Netflix buys streaming rights to Gotham before it’s even aired

The streaming wars are heating up—which is to everyone’s benefit, really, except for people who still watch terrestrial free TV. But they’re not really important, at least until civilization collapses and the Internet gets shut off, and the only way to watch TV is by fashioning wire hangers into makeshift rabbit ears in hopes that Seinfeld reruns are still floating out in the ether somewhere.

We’ve got a cache of canned goods for when that time comes, but in the meantime, Netflix is trying to assert its dominance over rivals Amazon and Hulu (and, uh, Vudu) by snapping up the streaming rights to popular TV series before anyone else can. It’s paid dearly for this strategy—$2 million an episode in the case of The Blacklist—and may pay even more, if Gotham turns out to suck.
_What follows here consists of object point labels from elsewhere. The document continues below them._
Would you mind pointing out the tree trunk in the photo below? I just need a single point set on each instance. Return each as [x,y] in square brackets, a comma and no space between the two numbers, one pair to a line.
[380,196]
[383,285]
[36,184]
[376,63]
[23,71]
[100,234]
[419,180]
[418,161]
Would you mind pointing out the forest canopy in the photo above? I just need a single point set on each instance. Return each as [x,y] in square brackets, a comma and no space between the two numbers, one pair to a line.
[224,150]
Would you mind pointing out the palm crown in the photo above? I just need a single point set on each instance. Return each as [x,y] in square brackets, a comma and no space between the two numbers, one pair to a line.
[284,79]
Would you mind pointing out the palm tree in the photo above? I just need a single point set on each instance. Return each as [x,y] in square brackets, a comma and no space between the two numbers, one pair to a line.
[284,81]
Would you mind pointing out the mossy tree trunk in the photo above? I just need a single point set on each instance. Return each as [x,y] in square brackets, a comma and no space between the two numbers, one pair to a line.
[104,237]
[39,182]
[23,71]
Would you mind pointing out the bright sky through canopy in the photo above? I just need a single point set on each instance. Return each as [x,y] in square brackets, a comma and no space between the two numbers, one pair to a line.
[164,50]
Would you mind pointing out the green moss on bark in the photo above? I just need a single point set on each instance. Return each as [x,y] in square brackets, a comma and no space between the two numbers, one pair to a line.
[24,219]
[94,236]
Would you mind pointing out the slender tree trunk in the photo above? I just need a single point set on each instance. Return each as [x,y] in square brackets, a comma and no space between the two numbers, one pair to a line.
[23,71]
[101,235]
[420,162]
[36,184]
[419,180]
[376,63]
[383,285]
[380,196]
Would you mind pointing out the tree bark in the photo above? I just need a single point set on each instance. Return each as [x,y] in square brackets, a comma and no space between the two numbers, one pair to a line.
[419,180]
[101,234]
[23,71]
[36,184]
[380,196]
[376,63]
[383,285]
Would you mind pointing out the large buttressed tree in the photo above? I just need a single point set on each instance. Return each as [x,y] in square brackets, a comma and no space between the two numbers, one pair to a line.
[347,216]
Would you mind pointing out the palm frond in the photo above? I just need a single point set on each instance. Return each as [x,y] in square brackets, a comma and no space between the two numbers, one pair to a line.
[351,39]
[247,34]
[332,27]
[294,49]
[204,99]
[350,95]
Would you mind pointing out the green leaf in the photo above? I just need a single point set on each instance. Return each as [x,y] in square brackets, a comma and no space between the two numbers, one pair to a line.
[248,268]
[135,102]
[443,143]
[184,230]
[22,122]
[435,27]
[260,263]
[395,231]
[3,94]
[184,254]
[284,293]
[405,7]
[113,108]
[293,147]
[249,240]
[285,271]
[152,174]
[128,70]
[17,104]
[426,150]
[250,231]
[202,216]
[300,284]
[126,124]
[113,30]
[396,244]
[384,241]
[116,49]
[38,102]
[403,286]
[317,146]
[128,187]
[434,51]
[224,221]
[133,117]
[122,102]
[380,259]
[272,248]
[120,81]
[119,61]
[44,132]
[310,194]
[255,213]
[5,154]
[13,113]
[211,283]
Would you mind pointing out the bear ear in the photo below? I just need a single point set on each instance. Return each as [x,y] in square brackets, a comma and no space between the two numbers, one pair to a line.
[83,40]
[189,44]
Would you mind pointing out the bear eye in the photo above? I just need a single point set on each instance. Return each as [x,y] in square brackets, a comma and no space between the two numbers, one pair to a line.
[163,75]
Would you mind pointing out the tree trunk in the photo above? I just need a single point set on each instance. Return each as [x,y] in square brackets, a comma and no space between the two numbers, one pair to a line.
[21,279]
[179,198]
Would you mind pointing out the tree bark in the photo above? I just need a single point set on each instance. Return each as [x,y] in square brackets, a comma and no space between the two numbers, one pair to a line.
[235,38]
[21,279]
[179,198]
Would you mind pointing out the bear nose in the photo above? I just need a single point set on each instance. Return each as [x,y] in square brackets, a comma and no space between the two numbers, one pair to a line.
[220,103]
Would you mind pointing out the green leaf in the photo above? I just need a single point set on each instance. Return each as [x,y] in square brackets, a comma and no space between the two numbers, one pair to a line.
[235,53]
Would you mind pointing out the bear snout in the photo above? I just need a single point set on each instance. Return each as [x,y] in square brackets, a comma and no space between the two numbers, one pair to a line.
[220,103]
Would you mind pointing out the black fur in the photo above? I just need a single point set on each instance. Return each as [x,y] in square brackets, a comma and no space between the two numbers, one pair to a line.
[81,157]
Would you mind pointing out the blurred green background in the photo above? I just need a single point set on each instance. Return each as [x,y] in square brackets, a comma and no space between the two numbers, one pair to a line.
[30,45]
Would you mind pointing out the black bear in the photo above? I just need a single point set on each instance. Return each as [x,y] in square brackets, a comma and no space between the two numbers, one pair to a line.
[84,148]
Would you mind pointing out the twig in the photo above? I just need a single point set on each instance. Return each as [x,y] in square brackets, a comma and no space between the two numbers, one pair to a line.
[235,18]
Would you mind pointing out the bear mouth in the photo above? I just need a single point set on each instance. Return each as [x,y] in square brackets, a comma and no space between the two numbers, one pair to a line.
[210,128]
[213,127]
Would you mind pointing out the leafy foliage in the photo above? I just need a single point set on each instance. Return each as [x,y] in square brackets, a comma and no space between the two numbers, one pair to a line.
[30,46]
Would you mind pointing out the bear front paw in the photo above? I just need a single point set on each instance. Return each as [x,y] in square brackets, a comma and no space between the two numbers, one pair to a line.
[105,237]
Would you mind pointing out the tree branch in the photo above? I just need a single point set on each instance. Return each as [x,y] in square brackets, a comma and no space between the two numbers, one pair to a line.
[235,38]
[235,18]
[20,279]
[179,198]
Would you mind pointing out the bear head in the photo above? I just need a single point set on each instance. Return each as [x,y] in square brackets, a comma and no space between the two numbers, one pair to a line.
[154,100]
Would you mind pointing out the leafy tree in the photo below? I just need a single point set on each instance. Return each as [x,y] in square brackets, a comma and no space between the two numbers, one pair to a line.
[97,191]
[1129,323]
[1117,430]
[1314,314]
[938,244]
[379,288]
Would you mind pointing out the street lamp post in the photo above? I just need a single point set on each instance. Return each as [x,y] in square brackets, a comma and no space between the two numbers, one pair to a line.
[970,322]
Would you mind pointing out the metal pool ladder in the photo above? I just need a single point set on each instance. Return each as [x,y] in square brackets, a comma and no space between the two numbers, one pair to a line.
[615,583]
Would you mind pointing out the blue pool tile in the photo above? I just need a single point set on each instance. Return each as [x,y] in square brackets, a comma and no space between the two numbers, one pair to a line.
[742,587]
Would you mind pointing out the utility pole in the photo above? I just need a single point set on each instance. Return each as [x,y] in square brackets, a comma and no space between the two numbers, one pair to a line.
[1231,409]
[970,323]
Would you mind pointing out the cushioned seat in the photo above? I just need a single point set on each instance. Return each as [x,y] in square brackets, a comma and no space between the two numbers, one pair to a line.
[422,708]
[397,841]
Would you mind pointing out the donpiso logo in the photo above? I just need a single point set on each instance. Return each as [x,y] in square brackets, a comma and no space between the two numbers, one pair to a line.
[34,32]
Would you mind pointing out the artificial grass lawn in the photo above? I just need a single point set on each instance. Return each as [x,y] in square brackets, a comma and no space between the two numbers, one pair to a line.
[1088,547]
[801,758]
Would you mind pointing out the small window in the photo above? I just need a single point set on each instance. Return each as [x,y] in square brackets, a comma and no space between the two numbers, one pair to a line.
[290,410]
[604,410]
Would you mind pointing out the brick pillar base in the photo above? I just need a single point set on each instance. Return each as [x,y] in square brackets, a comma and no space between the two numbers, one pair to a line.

Netflix has bought the worldwide streaming rights to Gotham three weeks before the series premiere, the first time a streaming service has secured the rights to a show before a single episode has aired. Deadline reports that the deal was made on the strength of a pilot screening in L.A. back in May, and also because people love Batman so much they’ll (presumably) watch anything even tangentially related to the Caped Crusader. Deadline also estimates Netflix may be paying up to $1.75 million per episode for Gotham, which is a big gamble for a show that still has the potential to inspire a collective cry of “What the hell? I thought this show had Batman in it!” We’ll find out when Gotham premieres on Fox on September 22—or be disappointed all at once on Netflix in September 2015.